傅吹星看去,那是一对铜锣,不知怎么看对了眼,飞在半空中,一边敲一边追着郁偌,像猛兽的血盆大口一样步步紧逼,终于在郁偌快步出门时,一前一后将他夹在中间。
郁偌吃惊:“这锣有点太热情了!”
他站在锣之中,好一块皮少馅多的肉夹馍。
郁偌两指拎起铜锣,丁零当啷一阵拍:“不过这乐器倒挺合适,铜锣配古琴,就如同草莓冰沙配辣椒,雪白衣裳配红裤带,天生一对。”
很好。
再好不过了。
郁偌说话,真是字字句句都有着泥石流一般振聋发聩的力量。
这一刻,傅吹星无比同情往后几百年间,要阅读并背诵郁偌语录的修仙者们,五万字一字不落,也不知被摧残成了什么样。
他想反正比赛轮空,第一轮也不需要出场,索性放弃了拯救:“那就古琴和铜锣合奏吧,你既然决定了,我没意见。”

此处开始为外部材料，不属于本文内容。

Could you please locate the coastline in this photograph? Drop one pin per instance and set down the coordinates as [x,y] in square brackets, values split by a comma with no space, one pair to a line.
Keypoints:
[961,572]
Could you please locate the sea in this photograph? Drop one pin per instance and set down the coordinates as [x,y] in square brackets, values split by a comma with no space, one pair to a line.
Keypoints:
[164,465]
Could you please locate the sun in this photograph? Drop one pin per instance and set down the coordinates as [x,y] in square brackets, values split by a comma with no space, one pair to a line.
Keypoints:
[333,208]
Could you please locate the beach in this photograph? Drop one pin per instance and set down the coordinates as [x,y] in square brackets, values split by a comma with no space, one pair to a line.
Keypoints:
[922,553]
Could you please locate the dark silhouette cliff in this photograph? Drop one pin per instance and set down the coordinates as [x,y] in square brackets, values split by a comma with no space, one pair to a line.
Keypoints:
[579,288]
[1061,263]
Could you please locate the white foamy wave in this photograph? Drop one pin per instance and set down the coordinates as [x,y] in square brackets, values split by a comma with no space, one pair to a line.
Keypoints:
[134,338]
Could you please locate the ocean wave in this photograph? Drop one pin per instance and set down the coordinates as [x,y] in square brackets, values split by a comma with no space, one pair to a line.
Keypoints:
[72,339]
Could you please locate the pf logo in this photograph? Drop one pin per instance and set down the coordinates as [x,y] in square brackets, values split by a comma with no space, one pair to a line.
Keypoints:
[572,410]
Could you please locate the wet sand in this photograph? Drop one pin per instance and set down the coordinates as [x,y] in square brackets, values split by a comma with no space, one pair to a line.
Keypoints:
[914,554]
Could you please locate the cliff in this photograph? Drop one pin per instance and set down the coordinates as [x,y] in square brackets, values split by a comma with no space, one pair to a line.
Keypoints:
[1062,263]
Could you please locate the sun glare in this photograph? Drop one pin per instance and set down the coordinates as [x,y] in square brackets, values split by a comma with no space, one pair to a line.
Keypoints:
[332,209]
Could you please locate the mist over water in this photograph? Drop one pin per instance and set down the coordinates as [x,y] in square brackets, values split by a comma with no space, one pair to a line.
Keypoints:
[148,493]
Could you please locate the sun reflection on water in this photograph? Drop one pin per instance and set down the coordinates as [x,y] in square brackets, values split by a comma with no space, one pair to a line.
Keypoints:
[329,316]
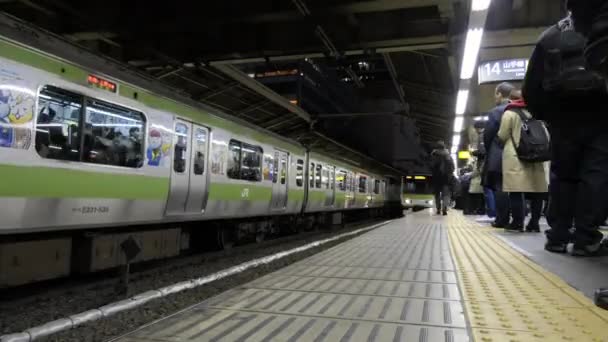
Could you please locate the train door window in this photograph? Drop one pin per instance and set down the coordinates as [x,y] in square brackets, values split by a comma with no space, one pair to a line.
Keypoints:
[58,124]
[341,178]
[362,184]
[113,135]
[234,159]
[319,175]
[180,148]
[284,168]
[199,150]
[300,172]
[251,166]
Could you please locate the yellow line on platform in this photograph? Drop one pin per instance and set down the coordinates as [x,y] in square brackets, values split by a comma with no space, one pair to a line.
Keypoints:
[509,298]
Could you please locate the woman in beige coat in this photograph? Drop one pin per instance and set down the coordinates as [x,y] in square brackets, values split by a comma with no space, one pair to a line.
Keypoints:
[520,178]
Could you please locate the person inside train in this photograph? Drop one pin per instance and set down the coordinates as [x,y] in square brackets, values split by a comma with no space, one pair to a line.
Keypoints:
[442,168]
[521,179]
[560,90]
[492,170]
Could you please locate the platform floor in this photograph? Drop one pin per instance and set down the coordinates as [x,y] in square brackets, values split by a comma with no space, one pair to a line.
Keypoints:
[421,278]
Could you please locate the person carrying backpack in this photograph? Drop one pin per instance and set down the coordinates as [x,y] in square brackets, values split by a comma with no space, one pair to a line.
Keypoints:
[443,169]
[573,101]
[526,148]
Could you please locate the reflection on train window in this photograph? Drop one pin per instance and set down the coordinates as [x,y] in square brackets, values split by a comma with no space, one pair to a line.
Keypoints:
[244,161]
[200,138]
[234,159]
[275,167]
[58,124]
[283,169]
[362,184]
[300,172]
[342,180]
[181,147]
[251,166]
[319,176]
[112,135]
[311,176]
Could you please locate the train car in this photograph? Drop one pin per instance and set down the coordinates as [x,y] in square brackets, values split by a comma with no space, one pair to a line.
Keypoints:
[89,161]
[418,192]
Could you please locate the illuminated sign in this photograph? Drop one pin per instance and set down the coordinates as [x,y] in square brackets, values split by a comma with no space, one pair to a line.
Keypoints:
[502,70]
[101,83]
[464,155]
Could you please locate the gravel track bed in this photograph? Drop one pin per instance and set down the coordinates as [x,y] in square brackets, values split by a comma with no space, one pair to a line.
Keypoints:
[74,296]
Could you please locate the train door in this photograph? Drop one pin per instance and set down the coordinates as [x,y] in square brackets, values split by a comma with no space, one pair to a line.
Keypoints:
[330,191]
[197,191]
[180,176]
[279,185]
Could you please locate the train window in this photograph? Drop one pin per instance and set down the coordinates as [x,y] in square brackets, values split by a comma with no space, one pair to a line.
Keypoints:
[234,159]
[58,124]
[283,169]
[113,135]
[251,166]
[319,175]
[200,148]
[300,172]
[342,179]
[311,176]
[181,148]
[362,184]
[275,167]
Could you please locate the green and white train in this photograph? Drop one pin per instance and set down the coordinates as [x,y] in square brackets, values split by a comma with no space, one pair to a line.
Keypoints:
[87,160]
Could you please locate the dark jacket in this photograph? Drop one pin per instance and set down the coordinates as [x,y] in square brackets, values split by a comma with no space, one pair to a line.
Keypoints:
[546,106]
[442,167]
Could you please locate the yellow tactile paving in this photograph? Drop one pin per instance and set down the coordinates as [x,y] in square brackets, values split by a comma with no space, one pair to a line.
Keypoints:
[509,298]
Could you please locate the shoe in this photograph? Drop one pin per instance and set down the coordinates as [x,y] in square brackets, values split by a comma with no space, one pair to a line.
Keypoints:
[515,228]
[556,247]
[597,249]
[533,228]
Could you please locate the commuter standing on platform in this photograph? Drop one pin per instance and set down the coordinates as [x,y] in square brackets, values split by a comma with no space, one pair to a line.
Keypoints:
[492,171]
[443,169]
[573,100]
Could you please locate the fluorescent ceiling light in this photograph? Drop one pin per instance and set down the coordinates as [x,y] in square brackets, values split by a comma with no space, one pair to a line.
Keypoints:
[471,52]
[461,101]
[480,5]
[458,123]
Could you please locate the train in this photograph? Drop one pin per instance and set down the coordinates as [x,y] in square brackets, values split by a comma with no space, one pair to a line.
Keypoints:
[89,161]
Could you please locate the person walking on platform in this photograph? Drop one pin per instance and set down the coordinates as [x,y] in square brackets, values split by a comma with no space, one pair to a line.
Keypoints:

随后几天郁偌便带着他的两片大锣上了门:“小师兄,我们先试试!”
第一次演练,宗门的鱼吓得忘了游,活活淹死;
第二次演练,胡七阙失手把新煲的汤喂了狗,然后狗离家出走;
第三次演练……傅吹星本人直接在耳边挂上了静音符。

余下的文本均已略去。